McCain's response: Bring it on.
"In Arizona, we will watch that carefully," Club for Growth President David McIntosh told reporters at a Christian Science Monitor breakfast. He said the group, which has made a habit of taking on Republican incumbents in recent elections, will monitor the contest to see whether conservative Reps. David Schweikert or Matt Salmon enter the race.
"We'll do research, including polling, and determine: Is there a path to victory and is the money well-spent?" he explained.
McCain has an 83 percent lifetime rating, according to the Club for Growth's 2013 scorecard.
"They are free to do exactly what they decide," said McCain, when asked by The Washington Post about McIntosh's comments. "My only point, I guess, is that I'll be glad to match my record up against anybody's as far as growth is concerned."
McCain said last fall that he is "leaning toward" running in 2016, but has not made a final decision. He said the threat of the Club for Growth spending money against him isn't a factor in his decision-making process.
"It doesn't affect me in the slightest, I promise you," he said.
McIntosh recently took over for Chris Chocola as head of the Club for Growth. Like Chocola, McIntosh is a former Indiana congressman.
He said his group is unlikely to endorse a candidate in the Republican presidential primary, if history is an indication. But speaking for himself, McIntosh praised Indiana Gov. Mike Pence, a potential White House hopeful.
"I would be very excited" if Pence runs, McIntosh said.
The Club for Growth has endorsed a handful of Republican senators facing reelection, most of whom were elected in the 2010 tea party wave: Marco Rubio of Florida, Rand Paul of Kentucky, Pat Toomey of Pennsylvania, Tim Scott of South Carolina, Mike Lee of Utah and Ron Johnson of Wisconsin.

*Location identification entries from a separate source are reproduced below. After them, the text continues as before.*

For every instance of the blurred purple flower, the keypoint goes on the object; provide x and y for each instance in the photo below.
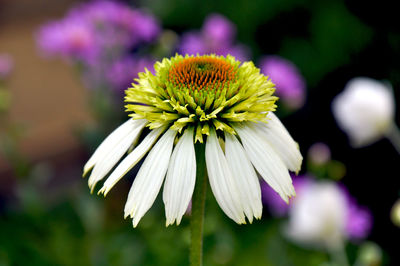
(216, 36)
(319, 153)
(324, 213)
(100, 36)
(97, 29)
(290, 84)
(6, 65)
(123, 71)
(358, 220)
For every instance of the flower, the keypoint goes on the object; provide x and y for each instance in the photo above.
(395, 213)
(290, 84)
(121, 71)
(319, 153)
(274, 202)
(323, 213)
(206, 100)
(216, 36)
(6, 65)
(99, 38)
(364, 110)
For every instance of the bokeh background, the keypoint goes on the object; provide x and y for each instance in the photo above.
(57, 104)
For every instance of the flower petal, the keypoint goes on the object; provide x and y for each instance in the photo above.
(221, 180)
(284, 145)
(265, 160)
(181, 179)
(245, 177)
(110, 142)
(131, 160)
(149, 179)
(108, 161)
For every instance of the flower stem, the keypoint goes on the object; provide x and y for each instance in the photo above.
(198, 204)
(393, 136)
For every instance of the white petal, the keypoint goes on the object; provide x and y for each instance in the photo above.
(111, 141)
(131, 160)
(284, 145)
(221, 180)
(245, 177)
(181, 178)
(148, 181)
(108, 161)
(265, 160)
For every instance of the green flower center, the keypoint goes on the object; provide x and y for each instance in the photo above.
(201, 92)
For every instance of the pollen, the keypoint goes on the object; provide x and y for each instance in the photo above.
(207, 74)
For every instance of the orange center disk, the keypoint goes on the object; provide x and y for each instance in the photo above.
(202, 73)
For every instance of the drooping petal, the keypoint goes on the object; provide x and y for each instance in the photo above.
(181, 179)
(245, 177)
(265, 160)
(221, 180)
(131, 160)
(111, 141)
(148, 181)
(108, 161)
(279, 138)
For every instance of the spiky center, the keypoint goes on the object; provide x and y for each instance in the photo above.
(202, 74)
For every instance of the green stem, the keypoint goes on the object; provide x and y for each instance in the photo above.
(393, 136)
(198, 204)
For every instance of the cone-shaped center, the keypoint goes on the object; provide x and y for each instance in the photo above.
(202, 73)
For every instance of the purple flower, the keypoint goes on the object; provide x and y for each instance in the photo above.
(290, 84)
(193, 43)
(73, 38)
(359, 219)
(323, 213)
(6, 65)
(219, 30)
(216, 36)
(97, 29)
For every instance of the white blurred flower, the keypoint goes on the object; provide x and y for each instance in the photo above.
(318, 216)
(364, 110)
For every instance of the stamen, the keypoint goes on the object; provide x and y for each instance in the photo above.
(202, 74)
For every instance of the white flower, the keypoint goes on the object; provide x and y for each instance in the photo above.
(318, 215)
(364, 110)
(231, 104)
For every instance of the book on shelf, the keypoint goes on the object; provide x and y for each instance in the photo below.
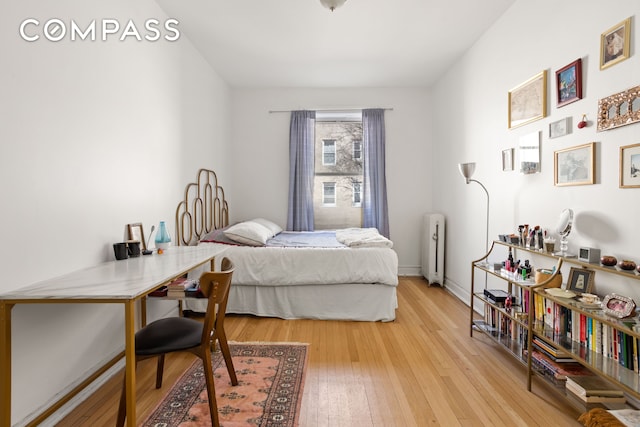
(592, 386)
(559, 371)
(178, 287)
(160, 292)
(551, 352)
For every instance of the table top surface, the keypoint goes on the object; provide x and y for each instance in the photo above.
(119, 280)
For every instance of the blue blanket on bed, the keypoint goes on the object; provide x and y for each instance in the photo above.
(305, 239)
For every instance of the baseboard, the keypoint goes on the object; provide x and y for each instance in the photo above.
(55, 418)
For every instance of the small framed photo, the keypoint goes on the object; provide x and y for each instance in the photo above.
(528, 101)
(618, 306)
(136, 233)
(507, 159)
(615, 44)
(630, 166)
(575, 165)
(560, 128)
(580, 280)
(569, 83)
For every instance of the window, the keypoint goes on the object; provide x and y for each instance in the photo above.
(337, 194)
(356, 192)
(328, 152)
(357, 151)
(328, 194)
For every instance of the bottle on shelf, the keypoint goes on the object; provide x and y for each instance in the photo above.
(163, 240)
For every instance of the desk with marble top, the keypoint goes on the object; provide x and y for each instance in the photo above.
(123, 282)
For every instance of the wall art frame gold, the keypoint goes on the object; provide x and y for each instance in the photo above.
(615, 44)
(630, 166)
(528, 101)
(569, 83)
(619, 109)
(575, 165)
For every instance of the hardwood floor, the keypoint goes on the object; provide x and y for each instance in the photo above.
(422, 369)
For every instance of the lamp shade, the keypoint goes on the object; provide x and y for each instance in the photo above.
(466, 170)
(332, 4)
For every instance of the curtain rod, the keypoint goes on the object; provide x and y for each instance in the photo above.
(326, 109)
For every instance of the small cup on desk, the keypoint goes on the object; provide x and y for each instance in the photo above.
(120, 250)
(134, 248)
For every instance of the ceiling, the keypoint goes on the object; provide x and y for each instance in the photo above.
(364, 43)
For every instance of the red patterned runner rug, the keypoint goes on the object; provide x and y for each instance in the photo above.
(269, 390)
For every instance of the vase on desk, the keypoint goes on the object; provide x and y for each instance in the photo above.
(163, 240)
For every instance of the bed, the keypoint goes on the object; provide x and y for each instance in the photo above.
(348, 274)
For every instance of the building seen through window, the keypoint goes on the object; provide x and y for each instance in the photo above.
(338, 170)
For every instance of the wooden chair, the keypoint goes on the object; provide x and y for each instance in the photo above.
(182, 334)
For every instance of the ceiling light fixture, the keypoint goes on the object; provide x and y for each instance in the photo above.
(332, 4)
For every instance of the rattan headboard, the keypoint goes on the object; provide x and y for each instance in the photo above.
(203, 209)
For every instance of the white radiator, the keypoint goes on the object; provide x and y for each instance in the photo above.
(433, 248)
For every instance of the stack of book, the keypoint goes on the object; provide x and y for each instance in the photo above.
(179, 287)
(551, 352)
(593, 389)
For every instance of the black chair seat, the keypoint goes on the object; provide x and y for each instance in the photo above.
(168, 335)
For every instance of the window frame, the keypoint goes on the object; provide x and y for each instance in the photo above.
(324, 194)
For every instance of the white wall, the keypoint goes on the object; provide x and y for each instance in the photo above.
(470, 124)
(94, 135)
(260, 155)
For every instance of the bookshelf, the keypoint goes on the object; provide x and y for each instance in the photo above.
(609, 347)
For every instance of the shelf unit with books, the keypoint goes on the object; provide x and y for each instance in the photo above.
(606, 346)
(505, 323)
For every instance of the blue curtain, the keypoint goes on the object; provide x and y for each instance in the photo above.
(301, 170)
(374, 200)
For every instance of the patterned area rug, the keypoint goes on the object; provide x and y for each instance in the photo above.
(269, 390)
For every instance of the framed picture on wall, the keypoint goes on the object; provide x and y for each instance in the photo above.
(569, 83)
(528, 101)
(615, 44)
(630, 166)
(560, 128)
(575, 165)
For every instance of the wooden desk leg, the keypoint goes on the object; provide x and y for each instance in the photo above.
(130, 361)
(5, 363)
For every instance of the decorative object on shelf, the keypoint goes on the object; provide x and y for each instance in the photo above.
(615, 44)
(583, 123)
(507, 159)
(569, 83)
(543, 274)
(528, 101)
(332, 4)
(630, 165)
(529, 153)
(619, 109)
(560, 128)
(618, 306)
(589, 255)
(627, 265)
(560, 293)
(136, 233)
(575, 165)
(549, 244)
(580, 280)
(163, 240)
(466, 170)
(563, 228)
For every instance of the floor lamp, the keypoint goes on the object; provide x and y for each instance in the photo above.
(466, 170)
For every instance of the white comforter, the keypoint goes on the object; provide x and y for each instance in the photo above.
(362, 238)
(274, 266)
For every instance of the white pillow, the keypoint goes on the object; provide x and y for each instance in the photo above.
(249, 233)
(273, 227)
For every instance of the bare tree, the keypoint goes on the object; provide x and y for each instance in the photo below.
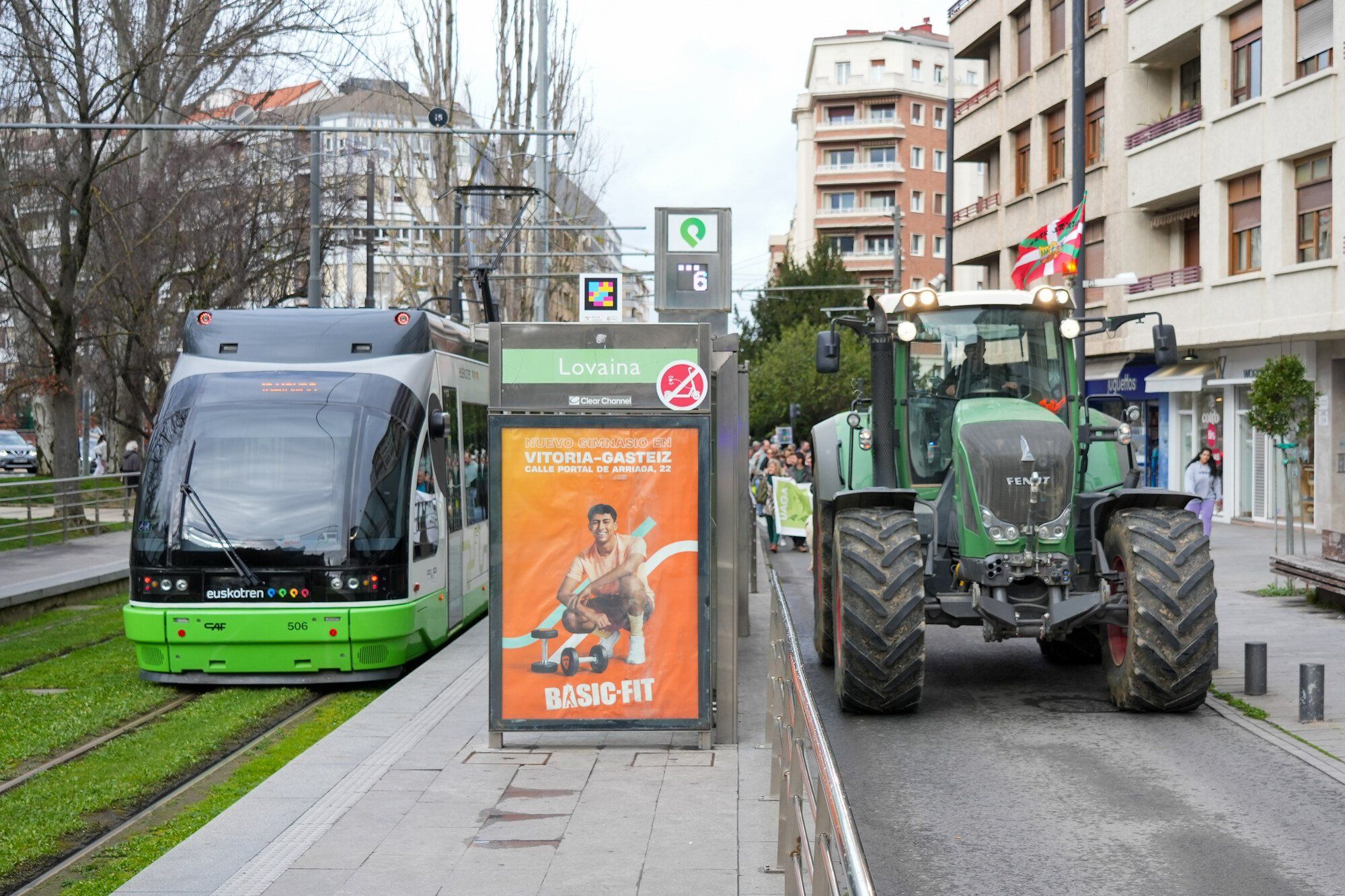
(67, 61)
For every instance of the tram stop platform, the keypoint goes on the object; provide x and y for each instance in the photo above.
(407, 798)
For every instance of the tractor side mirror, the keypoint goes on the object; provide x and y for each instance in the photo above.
(1165, 345)
(829, 352)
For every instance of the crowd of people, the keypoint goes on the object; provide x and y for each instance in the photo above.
(769, 459)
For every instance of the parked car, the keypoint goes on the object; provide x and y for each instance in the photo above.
(15, 452)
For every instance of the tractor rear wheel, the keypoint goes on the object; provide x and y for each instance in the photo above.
(824, 611)
(879, 583)
(1079, 647)
(1164, 659)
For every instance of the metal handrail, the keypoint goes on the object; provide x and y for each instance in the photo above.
(813, 840)
(81, 505)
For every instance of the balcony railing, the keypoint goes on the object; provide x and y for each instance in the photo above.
(856, 210)
(980, 206)
(1167, 126)
(1179, 278)
(860, 167)
(976, 100)
(859, 123)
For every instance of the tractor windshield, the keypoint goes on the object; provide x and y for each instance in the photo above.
(976, 353)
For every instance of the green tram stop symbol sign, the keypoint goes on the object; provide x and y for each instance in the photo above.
(693, 233)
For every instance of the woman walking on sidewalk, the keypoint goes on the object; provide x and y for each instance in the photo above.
(1206, 481)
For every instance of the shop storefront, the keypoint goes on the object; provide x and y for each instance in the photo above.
(1126, 378)
(1207, 408)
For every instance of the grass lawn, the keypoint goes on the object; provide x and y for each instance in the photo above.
(48, 815)
(115, 865)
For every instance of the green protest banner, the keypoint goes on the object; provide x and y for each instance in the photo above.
(793, 506)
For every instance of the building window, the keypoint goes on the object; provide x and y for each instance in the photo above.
(843, 245)
(1315, 36)
(1056, 146)
(1190, 84)
(1023, 25)
(1245, 224)
(1313, 185)
(1023, 161)
(1096, 127)
(1245, 36)
(840, 115)
(883, 155)
(1097, 14)
(1056, 18)
(1096, 233)
(840, 201)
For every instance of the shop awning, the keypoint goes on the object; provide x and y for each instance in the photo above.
(1180, 377)
(1105, 369)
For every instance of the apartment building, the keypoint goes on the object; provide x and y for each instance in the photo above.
(1214, 185)
(872, 132)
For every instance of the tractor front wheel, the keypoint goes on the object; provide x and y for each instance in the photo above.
(879, 585)
(1164, 659)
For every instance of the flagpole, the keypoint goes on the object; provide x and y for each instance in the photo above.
(1077, 114)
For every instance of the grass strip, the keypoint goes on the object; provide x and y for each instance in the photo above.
(115, 865)
(104, 689)
(46, 817)
(89, 627)
(1260, 715)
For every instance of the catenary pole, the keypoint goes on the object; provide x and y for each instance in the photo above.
(543, 177)
(315, 220)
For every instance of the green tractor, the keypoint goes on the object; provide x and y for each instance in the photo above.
(978, 487)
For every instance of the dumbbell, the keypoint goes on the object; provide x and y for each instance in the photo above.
(571, 659)
(544, 635)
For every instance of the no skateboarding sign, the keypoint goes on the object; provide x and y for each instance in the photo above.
(683, 385)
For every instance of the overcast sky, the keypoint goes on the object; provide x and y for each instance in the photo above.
(693, 99)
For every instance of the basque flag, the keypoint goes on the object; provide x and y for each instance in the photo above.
(1054, 249)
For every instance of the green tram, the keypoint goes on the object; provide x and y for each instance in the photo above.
(314, 503)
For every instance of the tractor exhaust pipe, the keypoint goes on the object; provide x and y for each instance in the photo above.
(884, 400)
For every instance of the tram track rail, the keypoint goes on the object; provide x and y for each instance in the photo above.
(154, 803)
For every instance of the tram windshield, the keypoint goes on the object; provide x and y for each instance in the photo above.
(290, 479)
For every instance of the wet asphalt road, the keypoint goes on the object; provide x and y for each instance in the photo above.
(1019, 776)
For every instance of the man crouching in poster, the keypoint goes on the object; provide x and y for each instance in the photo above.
(606, 591)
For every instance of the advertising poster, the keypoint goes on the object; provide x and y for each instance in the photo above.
(793, 506)
(602, 614)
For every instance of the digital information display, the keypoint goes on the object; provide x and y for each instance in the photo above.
(693, 276)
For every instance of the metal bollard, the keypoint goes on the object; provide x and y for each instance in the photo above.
(1254, 667)
(1312, 685)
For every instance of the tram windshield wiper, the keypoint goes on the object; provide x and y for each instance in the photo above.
(192, 494)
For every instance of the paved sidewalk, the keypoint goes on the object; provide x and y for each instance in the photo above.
(33, 573)
(407, 798)
(1295, 633)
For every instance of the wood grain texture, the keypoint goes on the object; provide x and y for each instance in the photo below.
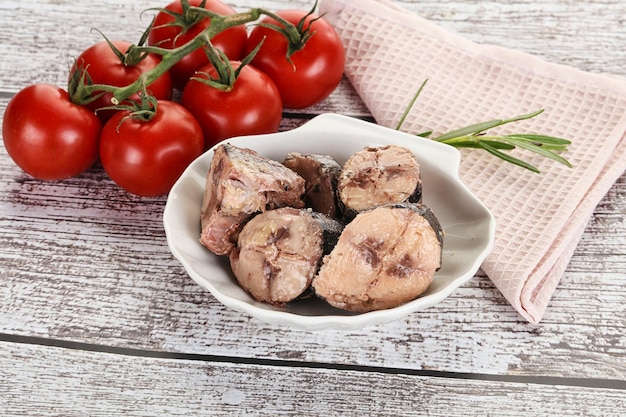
(57, 382)
(83, 261)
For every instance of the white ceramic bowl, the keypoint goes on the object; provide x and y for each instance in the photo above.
(468, 224)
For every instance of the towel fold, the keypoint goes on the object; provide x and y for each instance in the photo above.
(540, 217)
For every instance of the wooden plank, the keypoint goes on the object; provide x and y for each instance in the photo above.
(83, 261)
(47, 381)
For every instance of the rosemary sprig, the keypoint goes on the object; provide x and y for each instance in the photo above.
(475, 136)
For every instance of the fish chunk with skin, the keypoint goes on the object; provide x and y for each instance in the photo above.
(385, 257)
(379, 175)
(278, 254)
(321, 173)
(240, 184)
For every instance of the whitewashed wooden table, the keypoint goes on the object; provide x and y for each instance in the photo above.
(98, 319)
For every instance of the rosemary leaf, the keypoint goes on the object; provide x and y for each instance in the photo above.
(468, 130)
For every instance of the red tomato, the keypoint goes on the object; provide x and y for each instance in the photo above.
(47, 135)
(252, 106)
(105, 67)
(231, 41)
(147, 157)
(317, 67)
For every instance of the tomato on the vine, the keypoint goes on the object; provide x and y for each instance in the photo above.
(146, 157)
(251, 106)
(173, 28)
(104, 66)
(49, 136)
(315, 69)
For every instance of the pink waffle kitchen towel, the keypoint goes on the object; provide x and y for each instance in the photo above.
(540, 217)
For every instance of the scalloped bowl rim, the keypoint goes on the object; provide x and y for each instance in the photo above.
(468, 224)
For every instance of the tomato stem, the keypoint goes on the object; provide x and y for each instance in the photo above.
(169, 57)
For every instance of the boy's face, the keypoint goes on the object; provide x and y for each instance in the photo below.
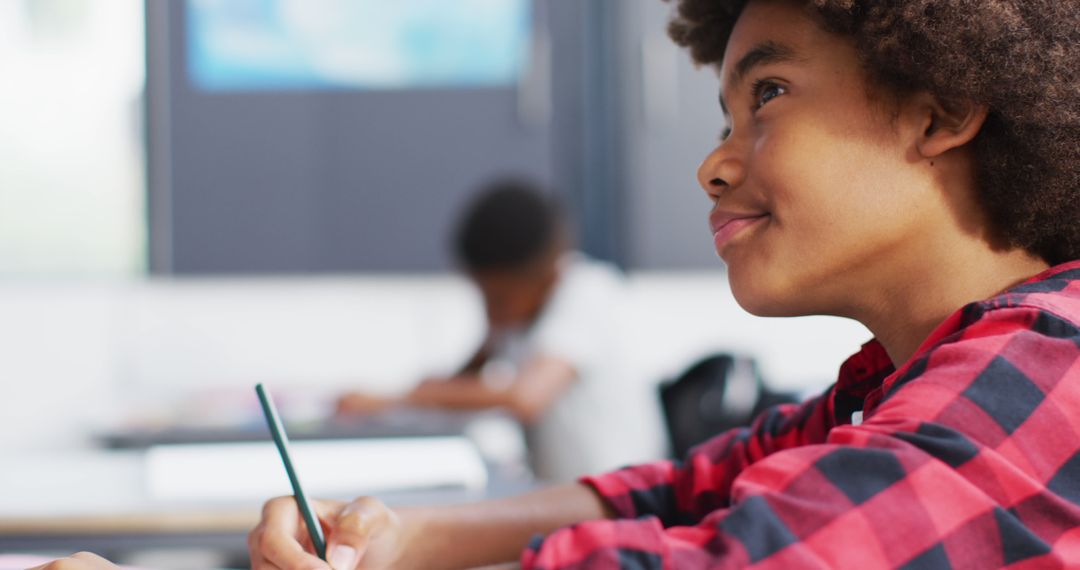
(823, 178)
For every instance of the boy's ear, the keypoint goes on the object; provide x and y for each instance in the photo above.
(947, 126)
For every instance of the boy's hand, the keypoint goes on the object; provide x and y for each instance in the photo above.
(361, 534)
(79, 561)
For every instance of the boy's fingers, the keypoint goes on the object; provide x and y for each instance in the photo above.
(355, 526)
(275, 541)
(283, 551)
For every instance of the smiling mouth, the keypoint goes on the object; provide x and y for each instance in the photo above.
(726, 230)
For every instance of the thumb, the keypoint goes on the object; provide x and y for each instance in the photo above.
(356, 525)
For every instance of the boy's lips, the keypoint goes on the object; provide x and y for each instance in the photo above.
(726, 225)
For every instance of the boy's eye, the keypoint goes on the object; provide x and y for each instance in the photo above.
(765, 91)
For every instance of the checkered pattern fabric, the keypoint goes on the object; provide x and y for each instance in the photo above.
(967, 457)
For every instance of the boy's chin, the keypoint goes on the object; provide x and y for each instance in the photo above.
(761, 298)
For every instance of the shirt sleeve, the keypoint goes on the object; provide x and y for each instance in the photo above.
(678, 492)
(934, 477)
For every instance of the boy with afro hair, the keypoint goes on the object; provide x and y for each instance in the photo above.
(913, 165)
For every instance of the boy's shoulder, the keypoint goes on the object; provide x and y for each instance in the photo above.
(1051, 298)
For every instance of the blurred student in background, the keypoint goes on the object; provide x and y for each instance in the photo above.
(550, 355)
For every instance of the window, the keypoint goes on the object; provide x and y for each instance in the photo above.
(71, 153)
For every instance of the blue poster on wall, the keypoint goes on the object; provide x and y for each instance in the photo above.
(310, 44)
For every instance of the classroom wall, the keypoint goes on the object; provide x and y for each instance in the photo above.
(80, 357)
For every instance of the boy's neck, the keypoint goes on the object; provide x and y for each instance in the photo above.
(910, 304)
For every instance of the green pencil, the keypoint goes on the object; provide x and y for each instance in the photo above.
(278, 430)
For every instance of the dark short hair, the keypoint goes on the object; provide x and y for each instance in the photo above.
(1020, 57)
(510, 224)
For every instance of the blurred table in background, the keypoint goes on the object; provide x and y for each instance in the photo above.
(187, 488)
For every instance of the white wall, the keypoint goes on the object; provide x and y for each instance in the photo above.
(76, 357)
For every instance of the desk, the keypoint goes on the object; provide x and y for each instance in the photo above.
(98, 501)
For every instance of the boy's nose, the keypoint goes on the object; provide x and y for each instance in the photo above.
(719, 171)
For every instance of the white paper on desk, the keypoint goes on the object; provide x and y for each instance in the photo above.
(235, 472)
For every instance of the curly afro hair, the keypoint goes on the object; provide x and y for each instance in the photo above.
(1020, 57)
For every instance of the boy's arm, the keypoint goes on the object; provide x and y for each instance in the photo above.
(466, 535)
(539, 383)
(682, 492)
(939, 474)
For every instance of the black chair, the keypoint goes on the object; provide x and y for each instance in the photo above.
(715, 394)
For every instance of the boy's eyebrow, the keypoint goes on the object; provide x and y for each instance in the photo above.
(767, 52)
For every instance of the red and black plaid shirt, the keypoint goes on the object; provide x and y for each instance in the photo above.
(968, 457)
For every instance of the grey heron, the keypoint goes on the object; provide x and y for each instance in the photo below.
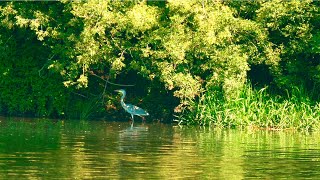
(132, 109)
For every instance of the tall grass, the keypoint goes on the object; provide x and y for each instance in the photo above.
(256, 108)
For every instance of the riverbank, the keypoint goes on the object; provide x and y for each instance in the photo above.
(258, 109)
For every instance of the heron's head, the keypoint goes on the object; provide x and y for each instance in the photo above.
(122, 91)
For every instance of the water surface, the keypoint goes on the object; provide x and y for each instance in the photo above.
(46, 149)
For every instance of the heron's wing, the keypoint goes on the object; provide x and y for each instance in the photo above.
(135, 110)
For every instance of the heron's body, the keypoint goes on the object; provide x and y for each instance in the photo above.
(132, 109)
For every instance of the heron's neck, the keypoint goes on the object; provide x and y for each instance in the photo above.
(122, 100)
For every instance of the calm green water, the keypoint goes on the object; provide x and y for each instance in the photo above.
(47, 149)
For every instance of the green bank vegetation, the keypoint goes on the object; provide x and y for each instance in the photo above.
(202, 62)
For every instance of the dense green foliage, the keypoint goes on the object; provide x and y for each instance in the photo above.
(65, 58)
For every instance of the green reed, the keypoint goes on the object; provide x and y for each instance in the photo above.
(257, 109)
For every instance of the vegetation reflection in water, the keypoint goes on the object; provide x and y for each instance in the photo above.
(98, 149)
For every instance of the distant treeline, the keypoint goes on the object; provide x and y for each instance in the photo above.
(65, 58)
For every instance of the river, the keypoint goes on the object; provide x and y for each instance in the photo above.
(67, 149)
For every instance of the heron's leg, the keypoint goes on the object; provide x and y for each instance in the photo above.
(143, 119)
(132, 120)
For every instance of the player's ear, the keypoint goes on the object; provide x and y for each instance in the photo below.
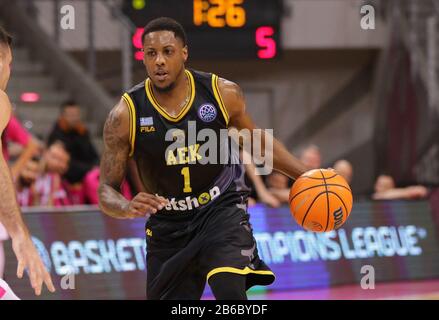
(185, 53)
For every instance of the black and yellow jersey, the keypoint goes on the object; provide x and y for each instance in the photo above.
(185, 158)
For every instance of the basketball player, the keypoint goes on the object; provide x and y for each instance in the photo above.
(198, 228)
(10, 215)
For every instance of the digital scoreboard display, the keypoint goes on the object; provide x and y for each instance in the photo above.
(216, 28)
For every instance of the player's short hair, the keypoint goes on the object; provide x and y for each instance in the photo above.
(5, 38)
(165, 24)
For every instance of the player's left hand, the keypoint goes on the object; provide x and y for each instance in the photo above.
(29, 259)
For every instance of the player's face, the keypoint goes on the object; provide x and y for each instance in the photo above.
(164, 58)
(5, 65)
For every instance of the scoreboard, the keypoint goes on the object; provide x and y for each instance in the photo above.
(216, 28)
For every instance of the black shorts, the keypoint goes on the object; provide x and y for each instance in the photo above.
(184, 251)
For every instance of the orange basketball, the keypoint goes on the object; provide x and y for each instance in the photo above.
(320, 200)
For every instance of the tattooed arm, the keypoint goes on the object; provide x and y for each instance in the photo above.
(283, 161)
(114, 165)
(10, 216)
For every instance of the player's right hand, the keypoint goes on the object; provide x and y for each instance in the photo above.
(144, 204)
(29, 259)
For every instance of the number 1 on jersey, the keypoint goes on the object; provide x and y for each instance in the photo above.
(187, 180)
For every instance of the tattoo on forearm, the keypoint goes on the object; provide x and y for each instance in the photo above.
(9, 210)
(113, 166)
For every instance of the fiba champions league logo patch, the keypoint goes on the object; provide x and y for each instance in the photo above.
(207, 112)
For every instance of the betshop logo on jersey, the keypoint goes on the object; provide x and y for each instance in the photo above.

The organization has butted heads with the Republican establishment in recent years for spending heaps of cash to unseat Republican incumbents. It took heavy criticism for backing Richard Mourdock in 2012. Mourdock defeated then-Sen. Richard Lugar (Ind.) in the Republican primary. But he lost in the general election after a disastrous campaign in which he made controversial comments about rape and pregnancy.
"I think even when life begins in that horrible situation of rape, that it is something that God intended to happen," said Mourdock.
McIntosh said Club for Growth members have not yet overwhelmingly decided which Republican senator they want to take on in a primary this election cycle.
"I think at this point, people are waiting to see what happens in these races," he said.
McIntosh expressed a desire to unseat Senate Minority Leader Harry M. Reid (D-Nev.). But he voiced concerns about Gov. Brian Sandoval's (R) record. Sandoval is regarded by most Republican strategists to be the strongest possible challenger against Reid.
"Because of his record raising taxes, he's somebody the club would not engage in supporting," said McIntosh.